Fellow fighter testifies that War Machine had choked him out

Updated March 14, 2017 - 7:03 pm

Herman “The Hitman” Terrado often trained with the now-banished mixed martial arts fighter known as War Machine, who is on trial in connection with attacks on former adult film actress Christine Mackinday and another man.

A professional fighter since 2008, Terrado testified Tuesday that War Machine, also known as Jonathan Koppenhaver, had choked him unconscious several times during that training.

The 35-year-old defendant faces 34 counts, including kidnapping, sexual assault and attempted murder, in connection with an August 2014 attack on Mackinday, whose stage name is Christy Mack, and Corey Thomas, who was in her home at the time.

Terrado testified that he had seen “heated situations” in the gym with Koppenhaver, who was known to take steroids, but he was “pretty calm” elsewhere.

In an effort to rebut the attempted murder charge through defense witness testimony, Koppenhaver’s attorney Brandon Sua asked Terrado whether he knew of anyone in mixed martial arts fighting who had died from being choked out.

Terrado said he did not, then demonstrated the differences between a “rear naked choke” and a “seat belt” hold on Sua.

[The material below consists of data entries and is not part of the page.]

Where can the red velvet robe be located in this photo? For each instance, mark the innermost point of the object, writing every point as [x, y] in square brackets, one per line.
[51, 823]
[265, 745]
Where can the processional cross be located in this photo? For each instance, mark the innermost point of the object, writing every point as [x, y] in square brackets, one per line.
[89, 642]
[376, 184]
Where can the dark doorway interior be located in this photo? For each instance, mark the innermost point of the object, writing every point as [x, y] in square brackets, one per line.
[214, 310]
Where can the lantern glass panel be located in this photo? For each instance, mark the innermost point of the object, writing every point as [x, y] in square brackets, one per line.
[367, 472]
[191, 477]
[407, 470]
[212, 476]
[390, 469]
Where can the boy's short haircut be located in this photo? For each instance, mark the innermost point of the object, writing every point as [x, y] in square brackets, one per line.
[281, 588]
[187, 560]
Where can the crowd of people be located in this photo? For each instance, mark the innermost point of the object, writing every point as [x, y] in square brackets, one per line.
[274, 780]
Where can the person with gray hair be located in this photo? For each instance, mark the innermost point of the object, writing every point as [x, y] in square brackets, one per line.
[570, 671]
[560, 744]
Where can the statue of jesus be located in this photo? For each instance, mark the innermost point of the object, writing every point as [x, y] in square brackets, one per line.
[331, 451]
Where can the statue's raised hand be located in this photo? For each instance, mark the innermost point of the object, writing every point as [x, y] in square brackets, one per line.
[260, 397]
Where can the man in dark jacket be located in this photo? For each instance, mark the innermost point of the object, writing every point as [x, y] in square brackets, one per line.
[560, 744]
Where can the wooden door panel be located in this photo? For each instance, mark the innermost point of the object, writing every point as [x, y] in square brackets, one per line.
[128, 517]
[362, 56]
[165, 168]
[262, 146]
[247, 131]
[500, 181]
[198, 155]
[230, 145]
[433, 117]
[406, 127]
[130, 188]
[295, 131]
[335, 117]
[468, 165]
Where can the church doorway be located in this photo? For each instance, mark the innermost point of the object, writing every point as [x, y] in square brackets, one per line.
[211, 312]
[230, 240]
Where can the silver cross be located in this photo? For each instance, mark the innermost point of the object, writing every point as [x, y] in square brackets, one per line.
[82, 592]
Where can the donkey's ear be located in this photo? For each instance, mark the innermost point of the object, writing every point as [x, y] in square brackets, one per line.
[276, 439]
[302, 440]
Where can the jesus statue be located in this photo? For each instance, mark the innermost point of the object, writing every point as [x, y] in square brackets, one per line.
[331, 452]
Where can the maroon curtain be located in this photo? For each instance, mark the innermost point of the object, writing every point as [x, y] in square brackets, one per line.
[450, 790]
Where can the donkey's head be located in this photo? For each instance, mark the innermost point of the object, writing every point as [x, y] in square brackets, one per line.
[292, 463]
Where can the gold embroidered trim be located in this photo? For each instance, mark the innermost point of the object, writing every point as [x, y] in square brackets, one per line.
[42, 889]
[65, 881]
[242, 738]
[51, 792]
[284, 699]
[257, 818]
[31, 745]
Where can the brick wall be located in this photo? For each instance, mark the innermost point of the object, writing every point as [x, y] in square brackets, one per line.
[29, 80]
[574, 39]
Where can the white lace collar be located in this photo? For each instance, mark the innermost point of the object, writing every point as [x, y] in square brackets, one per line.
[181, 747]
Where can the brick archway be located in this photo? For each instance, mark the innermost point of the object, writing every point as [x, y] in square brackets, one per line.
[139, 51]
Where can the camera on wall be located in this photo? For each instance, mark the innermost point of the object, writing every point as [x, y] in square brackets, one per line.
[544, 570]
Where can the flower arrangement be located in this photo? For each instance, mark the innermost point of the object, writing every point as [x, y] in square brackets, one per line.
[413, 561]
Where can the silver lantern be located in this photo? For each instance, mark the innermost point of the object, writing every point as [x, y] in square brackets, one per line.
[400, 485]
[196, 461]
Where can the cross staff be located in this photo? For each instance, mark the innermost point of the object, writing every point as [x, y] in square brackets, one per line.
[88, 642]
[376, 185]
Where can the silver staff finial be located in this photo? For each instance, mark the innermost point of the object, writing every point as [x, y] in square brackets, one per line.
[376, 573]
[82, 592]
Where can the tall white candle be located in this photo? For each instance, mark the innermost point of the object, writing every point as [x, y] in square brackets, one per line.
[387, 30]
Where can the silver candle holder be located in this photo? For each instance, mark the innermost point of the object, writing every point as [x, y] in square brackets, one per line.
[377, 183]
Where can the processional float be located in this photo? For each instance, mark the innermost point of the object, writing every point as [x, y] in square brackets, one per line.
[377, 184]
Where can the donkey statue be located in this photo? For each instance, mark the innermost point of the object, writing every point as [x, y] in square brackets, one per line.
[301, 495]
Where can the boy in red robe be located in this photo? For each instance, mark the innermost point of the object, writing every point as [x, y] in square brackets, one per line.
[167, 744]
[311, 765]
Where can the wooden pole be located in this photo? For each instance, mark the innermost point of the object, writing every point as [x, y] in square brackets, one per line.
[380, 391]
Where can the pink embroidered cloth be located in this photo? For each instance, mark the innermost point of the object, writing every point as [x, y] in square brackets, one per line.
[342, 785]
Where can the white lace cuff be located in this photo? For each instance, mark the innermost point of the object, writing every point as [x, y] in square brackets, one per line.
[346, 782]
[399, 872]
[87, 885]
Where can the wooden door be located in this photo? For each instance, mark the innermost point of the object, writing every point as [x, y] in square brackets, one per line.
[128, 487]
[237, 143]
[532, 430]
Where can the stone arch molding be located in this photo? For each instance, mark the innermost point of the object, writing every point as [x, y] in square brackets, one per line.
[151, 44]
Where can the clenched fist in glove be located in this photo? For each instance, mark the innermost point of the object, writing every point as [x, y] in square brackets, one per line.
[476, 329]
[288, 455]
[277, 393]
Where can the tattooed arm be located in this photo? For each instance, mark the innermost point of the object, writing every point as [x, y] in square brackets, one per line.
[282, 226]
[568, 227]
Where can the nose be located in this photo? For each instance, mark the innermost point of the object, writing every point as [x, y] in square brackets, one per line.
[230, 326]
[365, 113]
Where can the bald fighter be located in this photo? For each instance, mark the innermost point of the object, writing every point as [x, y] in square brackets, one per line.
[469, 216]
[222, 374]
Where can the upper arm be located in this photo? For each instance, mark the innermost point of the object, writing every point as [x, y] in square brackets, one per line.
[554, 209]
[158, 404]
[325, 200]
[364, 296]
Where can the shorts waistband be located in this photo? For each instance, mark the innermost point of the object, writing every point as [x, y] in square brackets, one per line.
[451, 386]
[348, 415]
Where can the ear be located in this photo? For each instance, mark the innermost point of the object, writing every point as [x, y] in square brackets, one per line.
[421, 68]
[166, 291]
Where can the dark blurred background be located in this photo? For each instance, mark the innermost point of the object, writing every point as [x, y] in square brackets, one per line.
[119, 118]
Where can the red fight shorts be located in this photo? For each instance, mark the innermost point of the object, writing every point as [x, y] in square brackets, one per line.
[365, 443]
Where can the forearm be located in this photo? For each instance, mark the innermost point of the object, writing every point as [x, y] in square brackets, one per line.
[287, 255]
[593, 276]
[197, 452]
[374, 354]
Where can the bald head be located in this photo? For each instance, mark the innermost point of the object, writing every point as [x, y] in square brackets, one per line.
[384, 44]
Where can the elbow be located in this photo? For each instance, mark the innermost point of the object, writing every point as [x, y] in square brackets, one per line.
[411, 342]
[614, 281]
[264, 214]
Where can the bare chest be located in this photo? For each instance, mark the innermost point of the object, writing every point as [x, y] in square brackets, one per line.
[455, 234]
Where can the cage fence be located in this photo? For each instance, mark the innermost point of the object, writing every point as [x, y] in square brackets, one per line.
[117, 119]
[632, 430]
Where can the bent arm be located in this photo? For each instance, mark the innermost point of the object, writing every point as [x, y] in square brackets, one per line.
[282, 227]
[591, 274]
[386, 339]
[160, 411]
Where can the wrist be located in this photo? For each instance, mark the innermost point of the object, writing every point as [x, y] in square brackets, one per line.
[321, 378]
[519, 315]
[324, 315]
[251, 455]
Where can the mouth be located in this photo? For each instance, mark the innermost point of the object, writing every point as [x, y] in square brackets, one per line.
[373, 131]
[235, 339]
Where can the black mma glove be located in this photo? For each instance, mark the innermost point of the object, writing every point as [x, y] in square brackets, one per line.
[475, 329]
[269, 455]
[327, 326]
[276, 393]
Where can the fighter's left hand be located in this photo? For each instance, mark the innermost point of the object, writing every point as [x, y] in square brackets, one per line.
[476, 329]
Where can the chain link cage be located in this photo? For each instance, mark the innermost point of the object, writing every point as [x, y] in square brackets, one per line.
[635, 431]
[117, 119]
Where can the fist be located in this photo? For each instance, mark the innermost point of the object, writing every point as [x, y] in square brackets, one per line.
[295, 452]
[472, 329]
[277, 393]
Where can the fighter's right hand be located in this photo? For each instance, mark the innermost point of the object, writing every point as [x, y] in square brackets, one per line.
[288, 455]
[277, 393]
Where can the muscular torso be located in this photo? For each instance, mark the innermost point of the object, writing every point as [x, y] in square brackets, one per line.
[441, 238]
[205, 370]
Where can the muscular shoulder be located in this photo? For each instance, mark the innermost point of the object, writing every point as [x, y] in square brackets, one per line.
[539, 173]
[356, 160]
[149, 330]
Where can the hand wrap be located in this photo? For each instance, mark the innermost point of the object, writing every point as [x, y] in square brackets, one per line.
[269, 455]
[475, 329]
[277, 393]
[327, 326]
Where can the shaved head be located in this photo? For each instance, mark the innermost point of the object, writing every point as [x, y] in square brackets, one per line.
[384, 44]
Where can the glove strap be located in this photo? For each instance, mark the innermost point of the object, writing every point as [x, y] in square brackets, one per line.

Standing in the center of the courtroom in front of the jury box, Terrado squeezed his arms around the torso of the defense lawyer, who is taller than the witness and also well-built. The latter maneuver, Terrado said, is an effort to “control position of your opponent” and to “wear them down.”

The seat belt hold, Terrado said, would not result in someone being choked unconscious. A rear naked choke, however, which Terrado demonstrated with his forearms around Sua’s neck and head, could result in unconsciousness.

At the end of the demonstration, District Judge Elissa Cadish noted, “For the record, he just tapped the witness’s arm to get out of that hold.”

Terrado told jurors that a chokehold could take anywhere from 10 seconds to five minutes to knock someone out.

On cross-examination, Chief Deputy District Attorney Rob Stephens pointed out that mixed martial arts fighters can “tap out” and end a match when being choked.

“There’s punishments if people don’t let go upon counsel of the referee?” the prosecutor said.

“Yes, sir,” Terrado replied.

The prosecutor asked: “In battery domestic violence strangulation cases, you’re aware there’s no referee, correct?”

“Yes, sir,” Terrado said again.

“What’s the purpose of a referee at the UFC fights?”

“To ensure fighters’ safety,” Terrado replied.